Quantifying climate change induced shifts in the risk of jointly and individually occurring drought and late-spring frost

Global climate change is altering the frequency, intensity, and timing of drought and late-spring frost (LSF). European beech, an ecological and economical cornerstone of European forestry, has been shown to be susceptible to both extremes. Since recovery from both drought and frost damage requires access to stored carbohydrate reserves, the joint occurrence of drought and late-frost exacerbates the deleterious effects on forest health. Both extremes are projected to increase in frequency with increasing temperatures, yet, a statistical model for compound drought and late-spring frost events over time is still lacking. Thus, in order to facilitate forest risk assessment, we quantify the joint probability of drought and spring late-frost risk in the historic domain and identify shifts in this dependency across multiple, future climate change scenarios. Analogously, we determine the individual probability of both drought and LSF to determine the contribution of each extreme to the joint probability. 

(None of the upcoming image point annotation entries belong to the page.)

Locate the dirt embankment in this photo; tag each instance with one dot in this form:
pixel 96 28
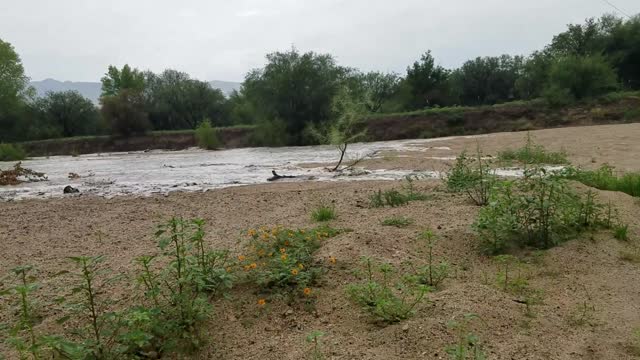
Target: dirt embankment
pixel 500 118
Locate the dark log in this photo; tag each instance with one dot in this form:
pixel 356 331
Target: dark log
pixel 278 177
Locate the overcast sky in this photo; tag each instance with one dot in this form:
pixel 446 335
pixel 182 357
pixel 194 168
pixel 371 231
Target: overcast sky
pixel 223 39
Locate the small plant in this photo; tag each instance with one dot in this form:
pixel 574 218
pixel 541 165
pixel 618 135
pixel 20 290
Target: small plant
pixel 621 232
pixel 395 198
pixel 314 338
pixel 22 335
pixel 280 260
pixel 10 152
pixel 385 295
pixel 533 153
pixel 397 221
pixel 207 136
pixel 432 274
pixel 467 345
pixel 539 211
pixel 473 177
pixel 324 213
pixel 19 174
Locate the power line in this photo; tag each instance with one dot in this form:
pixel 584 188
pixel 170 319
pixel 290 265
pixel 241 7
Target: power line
pixel 617 8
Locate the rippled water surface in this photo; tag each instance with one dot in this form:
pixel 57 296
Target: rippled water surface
pixel 153 172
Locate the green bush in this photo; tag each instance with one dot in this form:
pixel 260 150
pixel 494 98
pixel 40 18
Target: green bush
pixel 324 213
pixel 473 177
pixel 532 153
pixel 207 136
pixel 385 294
pixel 10 152
pixel 539 211
pixel 398 221
pixel 395 198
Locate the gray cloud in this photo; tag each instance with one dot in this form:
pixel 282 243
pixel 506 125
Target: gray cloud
pixel 77 39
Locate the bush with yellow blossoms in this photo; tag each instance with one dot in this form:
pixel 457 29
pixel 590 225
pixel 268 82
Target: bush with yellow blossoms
pixel 278 258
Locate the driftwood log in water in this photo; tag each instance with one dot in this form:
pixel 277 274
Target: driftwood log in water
pixel 278 177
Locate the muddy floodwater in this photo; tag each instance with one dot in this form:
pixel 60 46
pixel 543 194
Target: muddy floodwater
pixel 162 172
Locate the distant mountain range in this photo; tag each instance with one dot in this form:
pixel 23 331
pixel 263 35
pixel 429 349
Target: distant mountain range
pixel 91 90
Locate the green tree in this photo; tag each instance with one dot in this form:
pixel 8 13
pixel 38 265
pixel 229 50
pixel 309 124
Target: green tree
pixel 116 80
pixel 123 102
pixel 374 88
pixel 125 113
pixel 296 88
pixel 427 83
pixel 488 80
pixel 14 91
pixel 69 113
pixel 175 101
pixel 582 76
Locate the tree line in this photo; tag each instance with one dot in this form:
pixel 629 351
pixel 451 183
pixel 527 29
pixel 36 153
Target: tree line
pixel 296 93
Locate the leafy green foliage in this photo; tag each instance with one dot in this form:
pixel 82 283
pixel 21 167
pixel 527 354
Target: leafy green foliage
pixel 385 294
pixel 539 211
pixel 621 232
pixel 467 345
pixel 297 88
pixel 395 198
pixel 207 136
pixel 473 177
pixel 175 101
pixel 68 114
pixel 397 221
pixel 324 213
pixel 125 113
pixel 10 152
pixel 280 260
pixel 532 153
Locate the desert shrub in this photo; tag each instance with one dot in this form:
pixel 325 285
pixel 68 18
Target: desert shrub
pixel 539 211
pixel 22 335
pixel 605 179
pixel 395 198
pixel 397 221
pixel 467 345
pixel 532 153
pixel 177 284
pixel 621 232
pixel 10 152
pixel 432 274
pixel 473 177
pixel 281 261
pixel 207 136
pixel 324 213
pixel 388 295
pixel 19 174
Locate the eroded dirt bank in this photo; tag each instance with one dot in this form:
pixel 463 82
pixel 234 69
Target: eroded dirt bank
pixel 589 269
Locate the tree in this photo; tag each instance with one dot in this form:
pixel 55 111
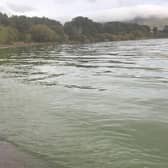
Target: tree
pixel 42 33
pixel 8 35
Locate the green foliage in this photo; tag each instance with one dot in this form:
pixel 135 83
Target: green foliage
pixel 8 35
pixel 42 33
pixel 79 30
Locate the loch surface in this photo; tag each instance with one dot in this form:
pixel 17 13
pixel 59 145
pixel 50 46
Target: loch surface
pixel 102 105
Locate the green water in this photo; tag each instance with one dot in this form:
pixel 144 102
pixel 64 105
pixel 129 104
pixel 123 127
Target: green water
pixel 101 105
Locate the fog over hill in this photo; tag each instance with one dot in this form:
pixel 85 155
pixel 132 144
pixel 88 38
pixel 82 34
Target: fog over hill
pixel 97 10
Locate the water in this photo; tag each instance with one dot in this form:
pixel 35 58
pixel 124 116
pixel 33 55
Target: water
pixel 95 105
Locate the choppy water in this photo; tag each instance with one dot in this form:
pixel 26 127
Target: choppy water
pixel 99 105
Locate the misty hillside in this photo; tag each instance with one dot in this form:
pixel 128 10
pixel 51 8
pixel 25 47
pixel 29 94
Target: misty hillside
pixel 152 22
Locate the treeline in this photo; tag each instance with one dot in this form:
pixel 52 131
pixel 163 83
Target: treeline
pixel 80 29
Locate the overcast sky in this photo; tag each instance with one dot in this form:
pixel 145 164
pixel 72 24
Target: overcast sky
pixel 99 10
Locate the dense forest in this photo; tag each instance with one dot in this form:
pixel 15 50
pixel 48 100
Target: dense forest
pixel 79 30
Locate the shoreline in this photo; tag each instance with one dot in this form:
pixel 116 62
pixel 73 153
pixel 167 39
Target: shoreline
pixel 31 44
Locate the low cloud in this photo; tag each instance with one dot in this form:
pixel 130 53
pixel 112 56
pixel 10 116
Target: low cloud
pixel 20 8
pixel 98 10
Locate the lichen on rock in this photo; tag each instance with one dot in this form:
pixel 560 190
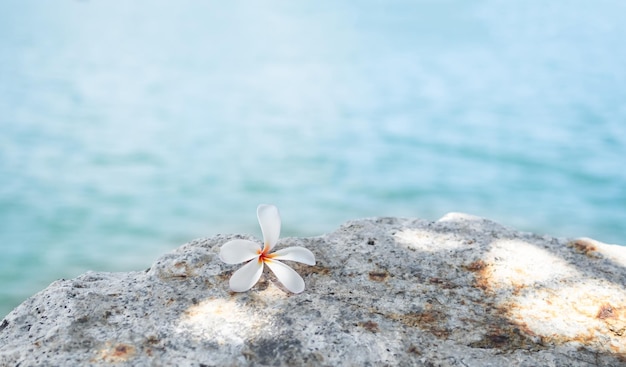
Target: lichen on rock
pixel 461 291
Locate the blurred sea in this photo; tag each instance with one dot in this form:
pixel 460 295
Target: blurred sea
pixel 128 128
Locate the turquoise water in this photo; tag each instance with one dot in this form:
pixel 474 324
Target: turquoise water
pixel 128 128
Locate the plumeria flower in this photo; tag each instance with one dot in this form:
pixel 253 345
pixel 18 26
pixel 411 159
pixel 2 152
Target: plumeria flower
pixel 238 251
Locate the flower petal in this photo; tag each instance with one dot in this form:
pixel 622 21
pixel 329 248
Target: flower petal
pixel 238 251
pixel 269 219
pixel 286 275
pixel 296 253
pixel 247 276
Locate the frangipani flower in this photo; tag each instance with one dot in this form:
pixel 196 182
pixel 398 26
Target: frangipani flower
pixel 238 251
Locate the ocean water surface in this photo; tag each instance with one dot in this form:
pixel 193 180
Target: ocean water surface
pixel 128 128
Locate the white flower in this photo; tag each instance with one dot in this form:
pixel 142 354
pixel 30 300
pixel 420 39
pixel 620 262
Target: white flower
pixel 238 251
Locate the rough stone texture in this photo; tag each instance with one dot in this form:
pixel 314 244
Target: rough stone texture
pixel 462 291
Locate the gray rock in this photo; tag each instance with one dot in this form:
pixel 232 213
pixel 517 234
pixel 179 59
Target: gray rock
pixel 462 291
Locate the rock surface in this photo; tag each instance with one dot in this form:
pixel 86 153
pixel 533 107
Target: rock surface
pixel 461 291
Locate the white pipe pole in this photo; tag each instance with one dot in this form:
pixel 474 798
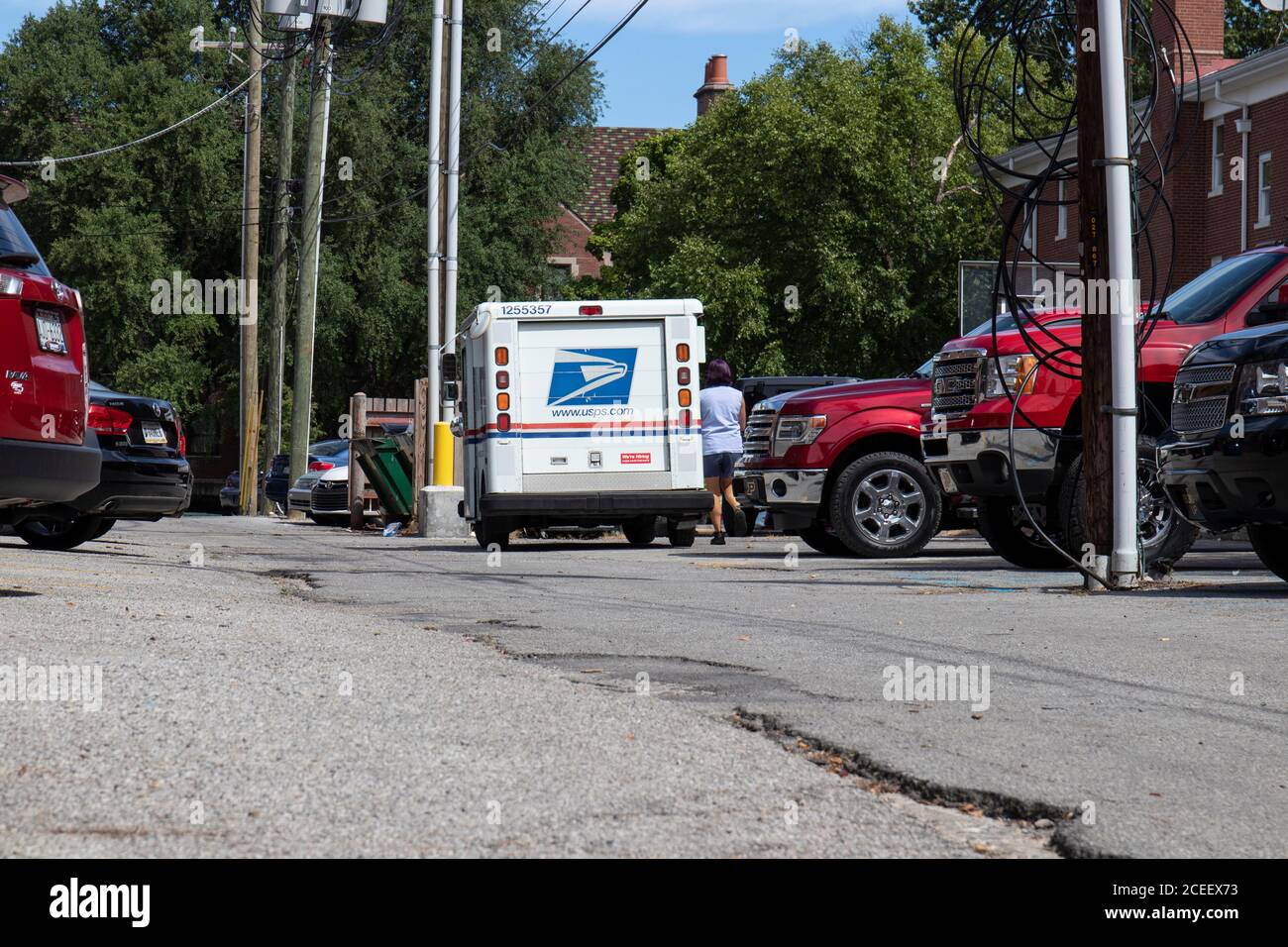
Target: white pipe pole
pixel 454 171
pixel 1125 562
pixel 436 249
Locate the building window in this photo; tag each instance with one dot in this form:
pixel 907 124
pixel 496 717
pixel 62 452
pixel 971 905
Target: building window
pixel 1263 189
pixel 1218 158
pixel 1061 214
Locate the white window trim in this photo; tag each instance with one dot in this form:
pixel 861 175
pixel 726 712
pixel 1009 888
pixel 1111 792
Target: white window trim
pixel 1216 172
pixel 1061 214
pixel 1262 159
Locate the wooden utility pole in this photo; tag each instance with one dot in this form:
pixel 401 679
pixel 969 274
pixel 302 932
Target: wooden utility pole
pixel 357 479
pixel 310 226
pixel 1094 236
pixel 281 256
pixel 249 296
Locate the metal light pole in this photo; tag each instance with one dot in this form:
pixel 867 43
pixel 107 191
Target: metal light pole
pixel 1125 558
pixel 436 248
pixel 305 316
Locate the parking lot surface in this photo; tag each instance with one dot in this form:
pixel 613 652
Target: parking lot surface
pixel 310 690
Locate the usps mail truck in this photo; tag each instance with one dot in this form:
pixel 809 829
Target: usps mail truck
pixel 584 414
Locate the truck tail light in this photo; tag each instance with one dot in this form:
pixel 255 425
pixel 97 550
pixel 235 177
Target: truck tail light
pixel 110 420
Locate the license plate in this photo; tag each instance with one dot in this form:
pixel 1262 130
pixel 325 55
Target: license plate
pixel 50 331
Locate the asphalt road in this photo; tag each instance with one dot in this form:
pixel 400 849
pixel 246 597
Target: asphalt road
pixel 245 706
pixel 1141 724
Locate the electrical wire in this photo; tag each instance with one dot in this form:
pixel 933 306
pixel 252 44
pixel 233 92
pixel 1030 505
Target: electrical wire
pixel 1033 101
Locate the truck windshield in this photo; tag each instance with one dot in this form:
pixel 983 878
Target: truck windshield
pixel 1210 295
pixel 17 252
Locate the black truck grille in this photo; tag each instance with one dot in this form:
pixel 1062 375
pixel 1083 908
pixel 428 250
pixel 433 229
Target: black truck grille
pixel 1201 399
pixel 956 382
pixel 760 429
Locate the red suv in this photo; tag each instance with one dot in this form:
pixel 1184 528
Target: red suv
pixel 47 457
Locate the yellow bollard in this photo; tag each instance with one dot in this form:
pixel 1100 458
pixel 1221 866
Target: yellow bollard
pixel 445 446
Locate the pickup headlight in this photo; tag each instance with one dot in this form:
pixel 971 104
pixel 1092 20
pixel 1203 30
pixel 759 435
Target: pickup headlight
pixel 794 431
pixel 1017 369
pixel 1263 388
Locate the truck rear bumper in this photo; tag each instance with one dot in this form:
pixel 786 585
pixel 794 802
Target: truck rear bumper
pixel 46 472
pixel 606 506
pixel 978 463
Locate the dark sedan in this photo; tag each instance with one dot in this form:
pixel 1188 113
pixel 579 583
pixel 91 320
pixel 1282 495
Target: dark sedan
pixel 145 474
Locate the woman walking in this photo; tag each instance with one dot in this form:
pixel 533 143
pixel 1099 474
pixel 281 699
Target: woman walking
pixel 724 416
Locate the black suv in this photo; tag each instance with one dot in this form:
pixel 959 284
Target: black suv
pixel 1225 459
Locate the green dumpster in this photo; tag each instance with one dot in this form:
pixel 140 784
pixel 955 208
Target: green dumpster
pixel 387 466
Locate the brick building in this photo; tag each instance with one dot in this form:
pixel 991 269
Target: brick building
pixel 1241 111
pixel 604 153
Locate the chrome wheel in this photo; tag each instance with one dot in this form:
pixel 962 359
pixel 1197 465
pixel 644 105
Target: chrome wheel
pixel 889 506
pixel 1154 512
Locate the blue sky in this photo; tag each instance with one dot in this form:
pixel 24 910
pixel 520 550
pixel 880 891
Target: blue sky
pixel 655 64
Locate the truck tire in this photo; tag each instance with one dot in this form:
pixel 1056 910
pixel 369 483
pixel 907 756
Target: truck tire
pixel 640 531
pixel 818 539
pixel 681 538
pixel 885 505
pixel 1164 535
pixel 489 532
pixel 40 532
pixel 1003 523
pixel 1270 544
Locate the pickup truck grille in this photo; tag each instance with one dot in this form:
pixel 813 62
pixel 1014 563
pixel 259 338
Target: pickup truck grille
pixel 956 382
pixel 760 429
pixel 1201 399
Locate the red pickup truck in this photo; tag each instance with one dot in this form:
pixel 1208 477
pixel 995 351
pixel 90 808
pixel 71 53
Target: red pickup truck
pixel 44 389
pixel 841 467
pixel 966 433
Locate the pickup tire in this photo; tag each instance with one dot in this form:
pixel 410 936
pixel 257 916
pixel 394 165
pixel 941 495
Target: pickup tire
pixel 640 531
pixel 1003 523
pixel 885 505
pixel 40 532
pixel 818 539
pixel 1164 535
pixel 489 532
pixel 1270 544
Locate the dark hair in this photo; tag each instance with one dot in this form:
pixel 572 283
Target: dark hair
pixel 719 372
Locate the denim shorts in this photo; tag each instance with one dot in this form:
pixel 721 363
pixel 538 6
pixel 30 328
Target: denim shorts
pixel 719 464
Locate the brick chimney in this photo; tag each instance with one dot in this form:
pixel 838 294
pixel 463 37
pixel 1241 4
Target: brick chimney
pixel 716 82
pixel 1203 22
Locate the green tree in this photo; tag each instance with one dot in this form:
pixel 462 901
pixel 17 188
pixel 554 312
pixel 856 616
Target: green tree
pixel 89 73
pixel 818 211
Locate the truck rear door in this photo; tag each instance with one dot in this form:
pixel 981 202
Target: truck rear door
pixel 592 397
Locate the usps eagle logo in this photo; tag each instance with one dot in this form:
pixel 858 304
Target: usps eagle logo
pixel 591 376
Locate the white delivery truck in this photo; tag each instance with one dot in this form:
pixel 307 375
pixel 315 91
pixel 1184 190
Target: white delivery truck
pixel 583 414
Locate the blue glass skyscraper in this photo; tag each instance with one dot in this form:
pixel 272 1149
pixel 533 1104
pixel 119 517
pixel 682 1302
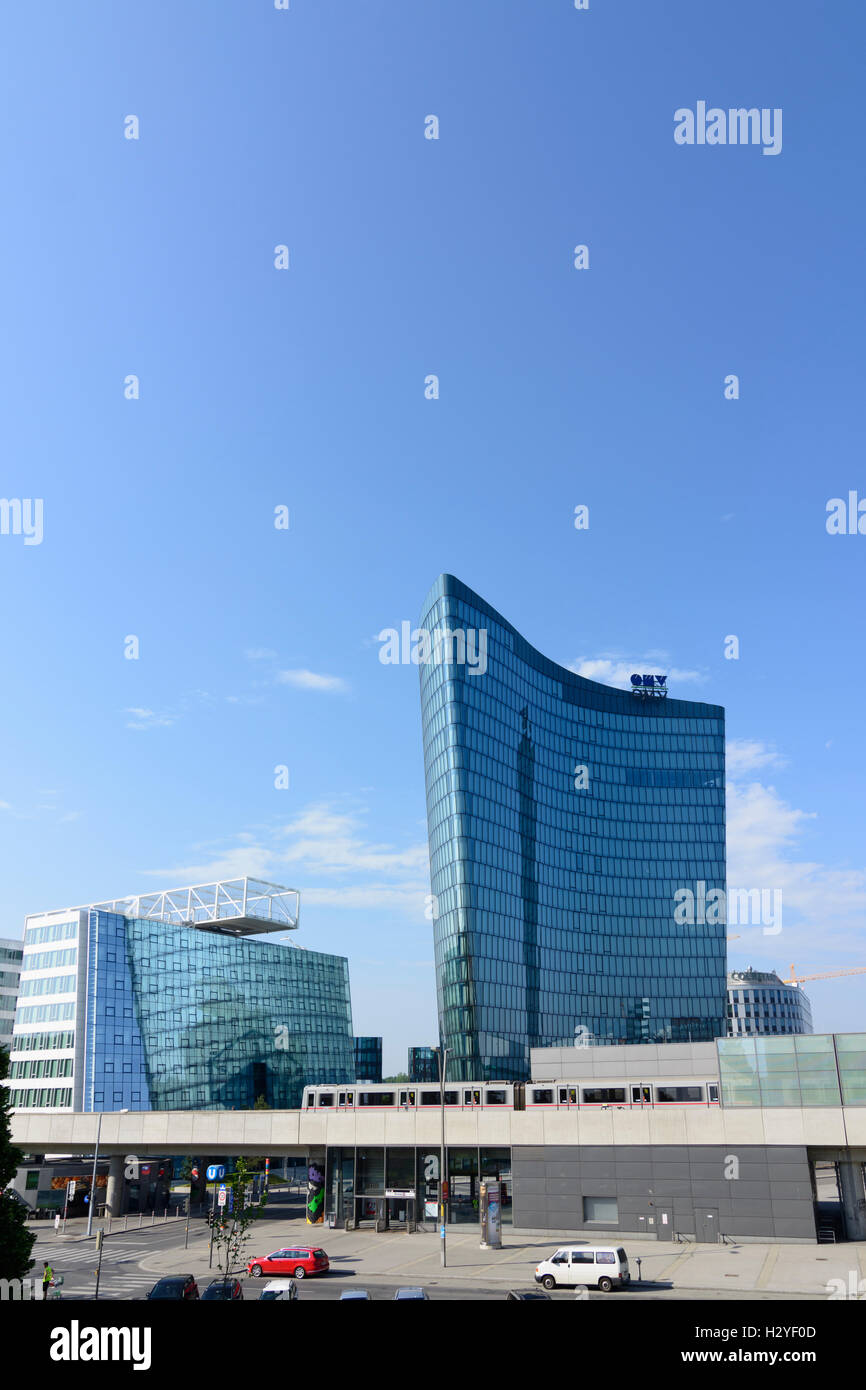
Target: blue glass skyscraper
pixel 178 1001
pixel 563 818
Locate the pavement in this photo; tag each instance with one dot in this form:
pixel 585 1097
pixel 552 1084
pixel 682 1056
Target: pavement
pixel 136 1257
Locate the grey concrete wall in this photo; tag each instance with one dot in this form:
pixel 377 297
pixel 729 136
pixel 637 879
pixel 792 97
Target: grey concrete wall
pixel 769 1198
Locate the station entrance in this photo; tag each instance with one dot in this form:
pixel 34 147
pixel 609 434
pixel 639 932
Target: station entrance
pixel 398 1187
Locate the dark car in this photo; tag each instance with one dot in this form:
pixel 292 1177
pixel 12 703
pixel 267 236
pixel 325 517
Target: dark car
pixel 175 1286
pixel 224 1290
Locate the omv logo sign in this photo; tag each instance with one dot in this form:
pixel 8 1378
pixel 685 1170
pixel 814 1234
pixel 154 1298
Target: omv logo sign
pixel 649 684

We determine frost risk based on the minimum temperature during the period of leaf flushing as predicted by a phenological model. Drought risk is quantified using the Standardized Precipitation Evapotranspiration Index (SPEI). To quantify the joint risk of these two extremes while accounting for climatic and topographical covariates, we use vine copula based models. Specifically,  we apply a novel, regular vine copula based regression model, Y-vine copula regression, designed for a two-response regression setting.

We establish a historical baseline for the joint probability of drought and LSF and identify critical climatic and topographic covariates. Subsequently, we repeat the analysis with climate projections for three different scenarios (RCP 2.6, RCP 4.5, RCP 8.5). We identify differences in the joint probability of drought and LSF across the three climate change trajectories, yet note, that the critical covariates remain constant across scenarios. To further disentangle the coupling between drought and LSF, we use a single response, D-vine copula to determine probability and critical covariates for each extreme separately. Consequently, we are able to determine whether the risk of frost and drought change in concert, how this differs between climate change scenarios, and which covariates drive each extreme.